Adults and children are spending more time interacting with media and technology and less time participating in activities in nature. This life-style change clearly has ramifications for our physical well-being, but what impact does this change have on cognition? Higher order cognitive functions including selective attention, problem solving, inhibition, and multi-tasking are all heavily utilized in our modern technology-rich society. Attention Restoration Theory (ART) suggests that exposure to nature can restore prefrontal cortex-mediated executive processes such as these. Consistent with ART, research indicates that exposure to natural settings seems to replenish some, lower-level modules of the executive attentional system. However, the impact of nature on higher-level tasks such as creative problem solving has not been explored. Here we show that four days of immersion in nature, and the corresponding disconnection from multi-media and technology, increases performance on a creativity, problem-solving task by a full 50% in a group of naive hikers. Our results demonstrate that there is a cognitive advantage to be realized if we spend time immersed in a natural setting. We anticipate that this advantage comes from an increase in exposure to natural stimuli that are both emotionally positive and low-arousing and a corresponding decrease in exposure to attention demanding technology, which regularly requires that we attend to sudden events, switch amongst tasks, maintain task goals, and inhibit irrelevant actions or cognitions.

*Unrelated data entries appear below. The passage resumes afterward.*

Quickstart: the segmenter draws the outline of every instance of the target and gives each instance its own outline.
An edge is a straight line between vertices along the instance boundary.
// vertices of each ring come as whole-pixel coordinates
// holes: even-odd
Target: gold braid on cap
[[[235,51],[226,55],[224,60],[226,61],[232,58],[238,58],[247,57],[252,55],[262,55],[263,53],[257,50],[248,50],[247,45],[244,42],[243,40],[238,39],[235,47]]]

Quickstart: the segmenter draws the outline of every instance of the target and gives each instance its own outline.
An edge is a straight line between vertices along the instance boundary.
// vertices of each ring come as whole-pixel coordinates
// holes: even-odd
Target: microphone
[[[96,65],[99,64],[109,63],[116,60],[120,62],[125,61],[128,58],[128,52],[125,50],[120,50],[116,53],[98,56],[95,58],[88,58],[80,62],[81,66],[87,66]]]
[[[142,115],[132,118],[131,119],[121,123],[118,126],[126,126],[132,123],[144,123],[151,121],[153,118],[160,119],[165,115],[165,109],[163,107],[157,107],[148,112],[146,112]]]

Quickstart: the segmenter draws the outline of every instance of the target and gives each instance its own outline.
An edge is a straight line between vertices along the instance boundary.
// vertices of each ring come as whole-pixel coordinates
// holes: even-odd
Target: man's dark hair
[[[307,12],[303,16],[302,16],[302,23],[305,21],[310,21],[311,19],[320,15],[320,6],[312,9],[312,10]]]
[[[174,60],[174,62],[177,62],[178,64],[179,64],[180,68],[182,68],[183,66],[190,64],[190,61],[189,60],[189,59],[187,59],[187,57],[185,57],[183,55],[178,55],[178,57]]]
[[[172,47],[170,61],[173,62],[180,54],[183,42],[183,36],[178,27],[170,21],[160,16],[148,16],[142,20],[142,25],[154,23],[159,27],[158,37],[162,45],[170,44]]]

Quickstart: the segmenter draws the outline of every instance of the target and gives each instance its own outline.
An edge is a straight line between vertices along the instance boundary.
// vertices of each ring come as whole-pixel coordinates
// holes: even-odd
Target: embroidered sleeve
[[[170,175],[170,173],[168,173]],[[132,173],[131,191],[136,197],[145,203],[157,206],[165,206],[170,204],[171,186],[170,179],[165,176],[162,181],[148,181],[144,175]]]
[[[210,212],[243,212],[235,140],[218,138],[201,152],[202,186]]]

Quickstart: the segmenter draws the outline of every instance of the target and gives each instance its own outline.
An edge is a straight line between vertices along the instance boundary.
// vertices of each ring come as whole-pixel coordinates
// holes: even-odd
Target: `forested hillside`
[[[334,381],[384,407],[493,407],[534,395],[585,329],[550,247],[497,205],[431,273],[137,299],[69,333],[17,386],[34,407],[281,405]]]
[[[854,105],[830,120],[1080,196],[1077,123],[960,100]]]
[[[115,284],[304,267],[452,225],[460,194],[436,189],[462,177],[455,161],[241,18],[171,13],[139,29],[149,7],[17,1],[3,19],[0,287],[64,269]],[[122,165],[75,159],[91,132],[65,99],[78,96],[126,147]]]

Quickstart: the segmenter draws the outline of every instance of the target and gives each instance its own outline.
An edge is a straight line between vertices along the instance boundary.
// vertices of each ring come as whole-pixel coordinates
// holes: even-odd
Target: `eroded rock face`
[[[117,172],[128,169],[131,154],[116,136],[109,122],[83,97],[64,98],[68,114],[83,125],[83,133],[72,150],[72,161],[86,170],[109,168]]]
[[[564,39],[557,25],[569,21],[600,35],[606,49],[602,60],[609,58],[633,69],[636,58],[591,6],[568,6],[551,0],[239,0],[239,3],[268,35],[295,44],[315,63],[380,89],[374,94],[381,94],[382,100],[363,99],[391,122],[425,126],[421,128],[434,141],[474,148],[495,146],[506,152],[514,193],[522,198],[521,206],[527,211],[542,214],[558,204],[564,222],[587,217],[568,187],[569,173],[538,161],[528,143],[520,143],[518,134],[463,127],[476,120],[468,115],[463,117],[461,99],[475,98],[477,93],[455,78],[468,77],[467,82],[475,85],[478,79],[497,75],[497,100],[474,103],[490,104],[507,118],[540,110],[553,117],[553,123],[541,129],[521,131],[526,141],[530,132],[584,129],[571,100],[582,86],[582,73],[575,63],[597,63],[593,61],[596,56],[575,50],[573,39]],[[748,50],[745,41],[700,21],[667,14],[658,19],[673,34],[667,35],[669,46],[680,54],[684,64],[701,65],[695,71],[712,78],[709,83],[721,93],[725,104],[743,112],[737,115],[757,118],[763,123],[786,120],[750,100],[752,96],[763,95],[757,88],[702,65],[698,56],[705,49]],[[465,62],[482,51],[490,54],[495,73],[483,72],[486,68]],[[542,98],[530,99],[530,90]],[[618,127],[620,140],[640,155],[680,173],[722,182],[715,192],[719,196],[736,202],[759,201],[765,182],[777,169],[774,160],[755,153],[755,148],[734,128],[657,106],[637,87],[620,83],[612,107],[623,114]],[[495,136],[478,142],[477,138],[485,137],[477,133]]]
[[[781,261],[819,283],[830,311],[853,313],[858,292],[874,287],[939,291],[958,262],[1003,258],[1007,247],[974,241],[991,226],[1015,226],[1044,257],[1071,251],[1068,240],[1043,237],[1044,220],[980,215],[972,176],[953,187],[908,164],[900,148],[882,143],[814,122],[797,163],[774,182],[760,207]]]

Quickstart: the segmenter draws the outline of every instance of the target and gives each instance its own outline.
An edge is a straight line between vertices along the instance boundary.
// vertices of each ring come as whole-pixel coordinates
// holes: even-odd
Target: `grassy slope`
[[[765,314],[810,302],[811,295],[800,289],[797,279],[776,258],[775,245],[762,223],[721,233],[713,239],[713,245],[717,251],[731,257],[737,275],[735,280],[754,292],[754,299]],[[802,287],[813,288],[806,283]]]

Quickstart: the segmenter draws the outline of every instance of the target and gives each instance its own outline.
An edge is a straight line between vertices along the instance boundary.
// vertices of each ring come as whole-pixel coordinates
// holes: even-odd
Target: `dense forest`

A limitation of the current research is the inability to determine if the effects are due to an increased exposure to nature, a decreased exposure to technology, or to other factors associated with spending three days immersed in nature.

This, by the way, helps explain why Silicon Valley is so successful: it’s not just the presence of cool companies or Stanford and Berkeley, or immigrants: it’s our fantastic network of parks and hiking trails, our proximity to beaches and the Bay, and the fact that Tahoe is a few hours away. Our ability to play hard really matters to our ability to work hard.

I think there’s actually an interesting article to be written about geniuses at play, or what geniuses do when they take useful breaks. Darwin went for long walks on a path he built specifically to give him a place to think, and there are lots of other philosophers and scientists famous for walking when they needed to think deeply. We’re accustomed to focusing on the working habits of creative people, or looking at their offices and desks for clues about what makes them productive; but maybe there’s something to be discovered in the patterns of their recreation, too.